AMMAN/WASHINGTON (Reuters) -The leader of the jihadist group Islamic State died in a U.S. special forces raid in northern Syria on Thursday when he detonated a bomb that killed him and family members, the U.S. administration said.
Abu Ibrahim al-Hashemi al-Quraishi had led the group since the death of its founder Abu Bakr al-Baghdadi, who was also killed when he detonated explosives during a U.S. raid in 2019.
“Thanks to the skill and bravery of our armed forces, we have taken off the battlefield…the leader of ISIS. All Americans have returned safely from the operation,” U.S. President Joe Biden said in a statement.
Quraishi had remained largely in the shadows since succceeding Baghdadi who led the group at the height of its self-declared caliphate, when it controlled swathes of Syria and Iraq and ruled over millions of people.

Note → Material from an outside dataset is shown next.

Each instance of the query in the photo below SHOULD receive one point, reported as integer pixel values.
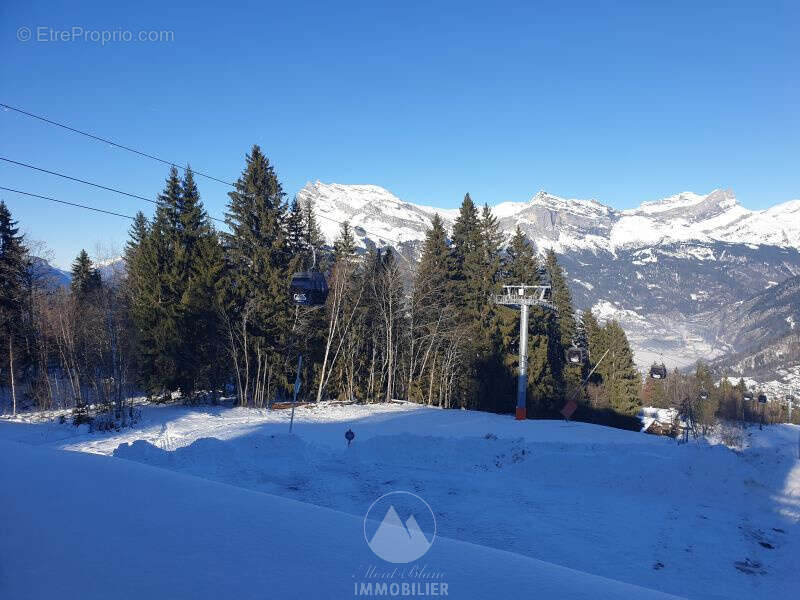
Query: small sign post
(296, 390)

Since its defeat on the battlefield nearly three years ago, the group has been waging insurgent attacks in Iraq and Syria.
A senior U.S. administration official told Reuters Quraishi was killed in the raid.
“At the beginning of the operation the terrorist target exploded a bomb that killed him and members of his own family, including women and children,” the official said.
Pentagon Press Secretary John Kirby earlier described Thursday’s raid as a successful counter-terrorism mission, saying there were no U.S. casualties.
Syrian rescue workers said at least 13 people including six children and four women were killed by clashes and explosions that erupted after the raid began, targeting a house in the Atmeh area near the Turkish border.
U.S. military procedures to guard against civilian casualties are currently under scrutiny following a high-profile mistaken drone strike in Afghanistan that the Pentagon initially hailed a success.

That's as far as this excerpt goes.